Die Wissenschaftler aus Hannover konnten bereits in Rattenversuchen erfolgreich nachweisen, dass eine Kombinationstherapie die Diabetes-Typ-1-Erkrankung heilen kann (die Fachzeitschrift DIABETES berichtete). Dies gelang in Experimenten mit der sogenannten IDDM-Ratte, einem Tiermodell, das dem menschlichen, an Typ-1-Diabetes erkrankten Organismus am stärksten ähnelt. „Dieses Rattenmodell ist auf den Menschen gut übertragbar und besitzt eine hohe Aussagekraft“, meint Professor Lenzen. In den Versuchen wurde eine Gruppe der Ratten, die einen Typ-1-Diabetes entwickelt hatte, kurz nach Beginn der Erkrankung für die Dauer von fünf aufeinanderfolgenden Tagen mit einer Kombination aus den Antikörpern Anti-TNF-Alpha und Anti-TCR behandelt.

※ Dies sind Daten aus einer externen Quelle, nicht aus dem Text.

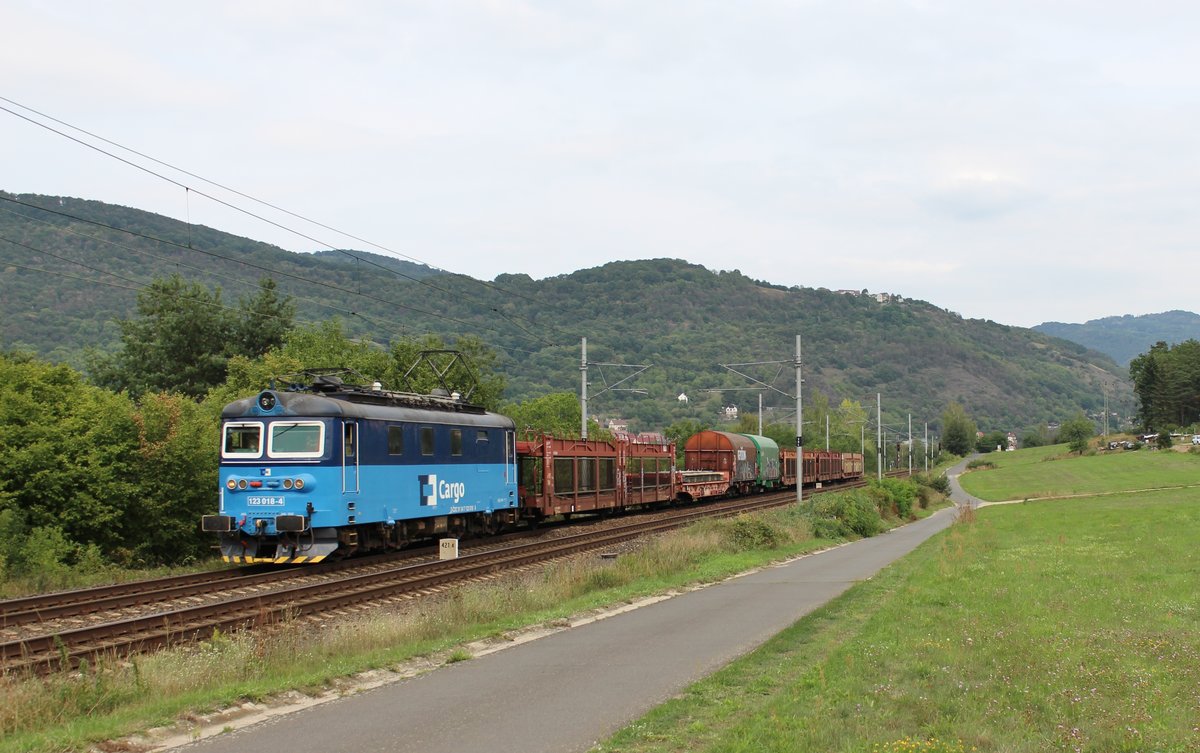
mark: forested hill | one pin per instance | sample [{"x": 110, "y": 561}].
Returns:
[
  {"x": 1126, "y": 337},
  {"x": 681, "y": 319}
]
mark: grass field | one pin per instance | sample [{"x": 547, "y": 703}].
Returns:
[
  {"x": 1050, "y": 471},
  {"x": 1067, "y": 625},
  {"x": 72, "y": 711}
]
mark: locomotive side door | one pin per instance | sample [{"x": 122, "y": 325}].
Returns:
[
  {"x": 349, "y": 457},
  {"x": 510, "y": 458}
]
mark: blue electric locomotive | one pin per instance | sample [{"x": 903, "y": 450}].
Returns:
[{"x": 336, "y": 469}]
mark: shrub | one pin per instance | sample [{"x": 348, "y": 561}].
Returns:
[
  {"x": 894, "y": 495},
  {"x": 755, "y": 532},
  {"x": 853, "y": 512},
  {"x": 940, "y": 483}
]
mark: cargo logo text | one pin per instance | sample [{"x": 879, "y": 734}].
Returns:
[{"x": 433, "y": 491}]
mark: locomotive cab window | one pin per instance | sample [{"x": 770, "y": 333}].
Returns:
[
  {"x": 297, "y": 439},
  {"x": 243, "y": 441},
  {"x": 395, "y": 440}
]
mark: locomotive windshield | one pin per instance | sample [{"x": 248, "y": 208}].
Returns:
[
  {"x": 297, "y": 439},
  {"x": 243, "y": 440}
]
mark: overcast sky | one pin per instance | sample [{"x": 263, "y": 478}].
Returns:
[{"x": 1013, "y": 161}]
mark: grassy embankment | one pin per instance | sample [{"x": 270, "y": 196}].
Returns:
[
  {"x": 1067, "y": 625},
  {"x": 69, "y": 712}
]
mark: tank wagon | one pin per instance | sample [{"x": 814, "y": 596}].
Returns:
[{"x": 750, "y": 461}]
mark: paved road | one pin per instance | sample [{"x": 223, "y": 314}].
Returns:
[
  {"x": 957, "y": 494},
  {"x": 570, "y": 690}
]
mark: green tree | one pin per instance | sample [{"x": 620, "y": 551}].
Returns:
[
  {"x": 989, "y": 441},
  {"x": 558, "y": 414},
  {"x": 1077, "y": 432},
  {"x": 958, "y": 429},
  {"x": 183, "y": 337},
  {"x": 264, "y": 320},
  {"x": 683, "y": 429}
]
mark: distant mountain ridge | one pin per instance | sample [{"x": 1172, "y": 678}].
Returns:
[
  {"x": 65, "y": 281},
  {"x": 1126, "y": 337}
]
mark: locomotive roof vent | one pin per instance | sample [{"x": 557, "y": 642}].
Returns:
[
  {"x": 267, "y": 401},
  {"x": 327, "y": 383}
]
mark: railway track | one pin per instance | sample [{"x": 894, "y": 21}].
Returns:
[{"x": 238, "y": 600}]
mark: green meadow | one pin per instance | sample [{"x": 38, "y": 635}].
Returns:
[
  {"x": 1059, "y": 625},
  {"x": 1051, "y": 471}
]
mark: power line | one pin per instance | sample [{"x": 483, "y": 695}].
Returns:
[
  {"x": 383, "y": 329},
  {"x": 250, "y": 264},
  {"x": 234, "y": 191}
]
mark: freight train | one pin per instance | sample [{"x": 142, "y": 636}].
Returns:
[{"x": 331, "y": 469}]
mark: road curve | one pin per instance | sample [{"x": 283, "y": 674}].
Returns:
[{"x": 573, "y": 688}]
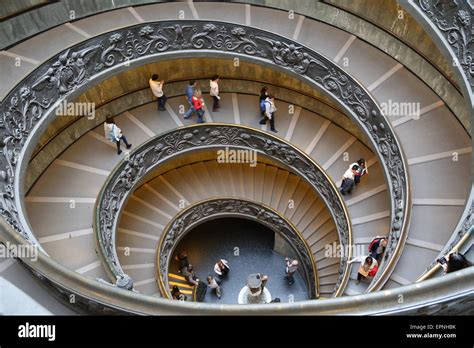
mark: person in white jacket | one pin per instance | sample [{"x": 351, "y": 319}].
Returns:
[
  {"x": 114, "y": 133},
  {"x": 269, "y": 113},
  {"x": 368, "y": 267},
  {"x": 214, "y": 92},
  {"x": 156, "y": 87}
]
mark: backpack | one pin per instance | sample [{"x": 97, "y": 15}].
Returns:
[
  {"x": 373, "y": 271},
  {"x": 373, "y": 242},
  {"x": 111, "y": 134}
]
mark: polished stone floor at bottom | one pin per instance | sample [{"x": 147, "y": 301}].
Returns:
[{"x": 248, "y": 246}]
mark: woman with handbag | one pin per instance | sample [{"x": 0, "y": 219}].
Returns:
[
  {"x": 198, "y": 103},
  {"x": 368, "y": 267},
  {"x": 114, "y": 133}
]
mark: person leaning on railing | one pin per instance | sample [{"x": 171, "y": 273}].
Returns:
[
  {"x": 368, "y": 267},
  {"x": 177, "y": 294},
  {"x": 377, "y": 247},
  {"x": 453, "y": 262}
]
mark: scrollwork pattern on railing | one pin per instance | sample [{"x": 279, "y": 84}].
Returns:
[
  {"x": 466, "y": 223},
  {"x": 454, "y": 20},
  {"x": 32, "y": 101},
  {"x": 223, "y": 207},
  {"x": 155, "y": 151}
]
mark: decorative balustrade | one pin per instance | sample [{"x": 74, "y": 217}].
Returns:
[
  {"x": 144, "y": 159},
  {"x": 29, "y": 107}
]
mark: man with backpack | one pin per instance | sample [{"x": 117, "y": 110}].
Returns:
[
  {"x": 377, "y": 247},
  {"x": 269, "y": 113}
]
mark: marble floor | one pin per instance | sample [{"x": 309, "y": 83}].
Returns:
[{"x": 248, "y": 246}]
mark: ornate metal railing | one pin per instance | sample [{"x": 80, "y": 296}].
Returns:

Ergebnis der Kombinationstherapie: Bei allen behandelten Ratten, die zu Therapiebeginn einen Blutzuckerspiegel unter 15 mmol/L hatten, kehrten die Werte wieder in den Normalbereich zurück. „Dieser Effekt hielt über die gesamte Beobachtungsdauer von sechzig Tagen stabil an“, resümiert der DDG-Experte. Darüber hinaus sei die Zerstörung der insulinproduzierenden Betazellen gestoppt worden, wie Untersuchungen der Bauchspeicheldrüse nach zwei Monaten ergaben. „Das diabetische Immunzellinfiltrat im Pankreas war verschwunden, und es setzte sogar eine Regeneration der Betazellen ein“, erklärt Professor Lenzen. „Im Ergebnis war die Betazellmasse der mit der Kombinationstherapie behandelten Ratten wieder fast so normal wie bei der gesunden Vergleichsgruppe.“

Wie die Versuche ebenfalls zeigten, sei eine erfolgreiche Behandlung aber nur bei frühem Therapiebeginn möglich. „Die Kombinationstherapie muss einsetzen, bevor der Blutzuckerspiegel über 15 mmol/Liter steigt“, bekräftigt Professor Lenzen. Nur, wenn die verbliebene Betazellreserve in der Bauchspeicheldrüse noch mindestens zwanzig bis dreißig Prozent betrage, könne der Organismus wieder eine eigenständige Insulinversorgung herstellen. „Die Ergebnisse sind vielversprechend“, sagt DDG-Präsident Professor Dr. med. Baptist Gallwitz. „Sie sollten jetzt in längerfristigen Tierversuchen überprüft werden.“ Sollte sich die Wirksamkeit der Kombinationstherapie bestätigen, wäre es lohnenswert, diese in Hinblick auf eine Anwendung am Menschen zu testen.